Sky’s the limit for Launceston’s mass timber build

Launceston’s $30 million, 28-metre-high timber building is set to become the most sustainable and carbon-positive office in Tasmania. Encompassing 500m2 of Cusp CLT, it also aims to be the first building to have a zero-carbon footprint, showing what’s possible in the built industry when it comes to the adoption of mass timber.

Situated on the edge of Launceston’s CBD, the new headquarters for Tasmanian health insurer St Lukes Health will be founded on an existing structure, with its timber trusses, external walls, and concrete floor to be reutilised.

Timber Design Studio’s Dayne Davis, the specialist timber engineer behind the build, says the benefits of timber structures don’t stop at sustainability.

Timber wins on cost in the long run

In most cases, concrete will beat timber on price when comparing the raw materials side-by-side, but when you take a holistic view of a building, timber wins in the long run.

Dayne says the key is “Using the right timber products in the right situation”. This means taking a whole project budget appraisal when it comes to the application of mass timber. 

When we consider a full-cost plan, I always argue that it’s going to be more financially viable in the long term to have a timber building.

Dayne Davis
Timber Design Studio

“We don’t have layers of paint and gypsum and all these additional elements, which traditionally go into a normal concrete building fit out.

“When it comes to the building needing to be recycled, it can be taken down and repurposed for other builds and for other uses like affordable housing.

“Taking a lead from Europe, we look at financing via the carbon tax. Building with mass timber would negate those carbon taxes for a building like the St Lukes Offices.”

When it comes to how quickly a building is erected, using mass timber can see a project completed in a matter of weeks instead of months, as back propping is taken out of the concreting equation. 

“It’s also going to be put together with eight to ten carpenters rather than a team of fifty to sixty people on site, so site sheds reduce the number of concrete pumps, you don’t have any sort of road closures during the day, and the list goes on and on,” says Dayne. 

“For a quantity surveyor going down the full list, they’d eventually find that timber has much more advantages than disadvantages.”

Sensibilities around the use of sustainable timber

For Dayne, it’s all about working on projects with a long-term, generational vision. This means using sustainably sourced timbers. 

“We don’t want to create an industry where there’s over forestry and deforestation,” he says. 

“We want to keep natural habitats, and we want to do it in a systematic way, which will withstand the test of time – it’s as simple as that.”

This is where Cusp’s cross-laminated timber product comes in. It’s the first certified plantation hardwood CLT in the world, making it the prime candidate for the Launceston build. Cusp’s CLT will make up the flooring on level seven of the building, a mezzanine level encompassing 560m2 of this product.   

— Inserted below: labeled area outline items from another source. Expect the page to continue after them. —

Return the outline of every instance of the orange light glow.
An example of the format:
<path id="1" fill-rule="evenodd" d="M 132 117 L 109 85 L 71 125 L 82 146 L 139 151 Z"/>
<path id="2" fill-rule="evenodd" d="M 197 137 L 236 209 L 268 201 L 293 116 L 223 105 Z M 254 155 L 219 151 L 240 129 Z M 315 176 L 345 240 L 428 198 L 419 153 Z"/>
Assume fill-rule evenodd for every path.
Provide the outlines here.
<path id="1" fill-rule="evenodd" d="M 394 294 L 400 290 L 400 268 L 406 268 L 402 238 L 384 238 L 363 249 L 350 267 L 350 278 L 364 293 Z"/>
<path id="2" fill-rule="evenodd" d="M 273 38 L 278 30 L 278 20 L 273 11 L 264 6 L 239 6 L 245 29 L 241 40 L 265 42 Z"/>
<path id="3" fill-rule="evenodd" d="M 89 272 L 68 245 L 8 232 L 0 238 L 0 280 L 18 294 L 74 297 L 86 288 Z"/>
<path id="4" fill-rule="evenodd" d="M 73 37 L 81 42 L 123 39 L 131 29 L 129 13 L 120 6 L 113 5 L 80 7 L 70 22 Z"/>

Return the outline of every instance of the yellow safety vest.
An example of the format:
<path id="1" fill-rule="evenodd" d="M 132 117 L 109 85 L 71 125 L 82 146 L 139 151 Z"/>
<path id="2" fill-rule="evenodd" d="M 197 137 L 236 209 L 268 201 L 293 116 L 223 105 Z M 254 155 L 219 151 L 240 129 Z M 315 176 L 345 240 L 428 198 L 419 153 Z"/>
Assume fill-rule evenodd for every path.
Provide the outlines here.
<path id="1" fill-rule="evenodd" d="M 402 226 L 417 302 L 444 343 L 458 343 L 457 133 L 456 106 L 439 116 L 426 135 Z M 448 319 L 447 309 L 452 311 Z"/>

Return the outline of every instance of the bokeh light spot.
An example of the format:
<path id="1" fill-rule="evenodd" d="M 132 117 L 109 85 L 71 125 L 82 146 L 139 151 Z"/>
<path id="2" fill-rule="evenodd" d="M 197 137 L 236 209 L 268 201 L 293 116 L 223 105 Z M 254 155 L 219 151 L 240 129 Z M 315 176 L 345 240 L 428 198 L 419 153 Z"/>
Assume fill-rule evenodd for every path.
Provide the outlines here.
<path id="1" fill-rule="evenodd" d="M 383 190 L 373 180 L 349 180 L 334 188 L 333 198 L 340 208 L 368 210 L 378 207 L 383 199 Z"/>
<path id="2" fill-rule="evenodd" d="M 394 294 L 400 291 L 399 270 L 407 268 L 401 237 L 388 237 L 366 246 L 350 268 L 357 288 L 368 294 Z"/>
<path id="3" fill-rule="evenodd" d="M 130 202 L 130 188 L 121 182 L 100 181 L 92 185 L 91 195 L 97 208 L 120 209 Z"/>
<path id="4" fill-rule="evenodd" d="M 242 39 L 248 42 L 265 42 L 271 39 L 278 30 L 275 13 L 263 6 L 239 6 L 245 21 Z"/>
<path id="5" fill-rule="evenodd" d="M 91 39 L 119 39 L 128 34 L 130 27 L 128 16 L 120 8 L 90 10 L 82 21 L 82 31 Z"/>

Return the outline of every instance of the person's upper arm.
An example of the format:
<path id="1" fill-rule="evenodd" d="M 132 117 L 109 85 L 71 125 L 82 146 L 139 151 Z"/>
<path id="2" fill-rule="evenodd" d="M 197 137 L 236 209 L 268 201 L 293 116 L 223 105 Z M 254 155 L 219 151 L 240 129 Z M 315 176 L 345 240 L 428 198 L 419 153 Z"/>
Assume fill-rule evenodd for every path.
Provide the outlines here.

The vision of Ron Goldschlager and the Cusp team to take a tree, which traditionally has been cut down and sent for pulp and paper overseas and turn it into a high-quality solid timber product for the built environment is commendable.

Dayne Davis
Timber Design Studio

“For them to recognise the opportunity and to spend the time and investment in manufacturing it with us, says not only a lot about Cusp but also the capability of the timber.”

“The very first project we did was the Australian Pavilion in Dubai. The timber was placed in one of the harshest environments in the world and it stood up to the test and worked magnificently.

“St Lukes Health Offices in Launceston will be the first, large-scale project Cusp has worked on. As time goes on, it’ll become more and more financially viable to use their products. Cusp is currently scaling up to increase production.”

The Launceston timber build is set to be completed by the end of 2023.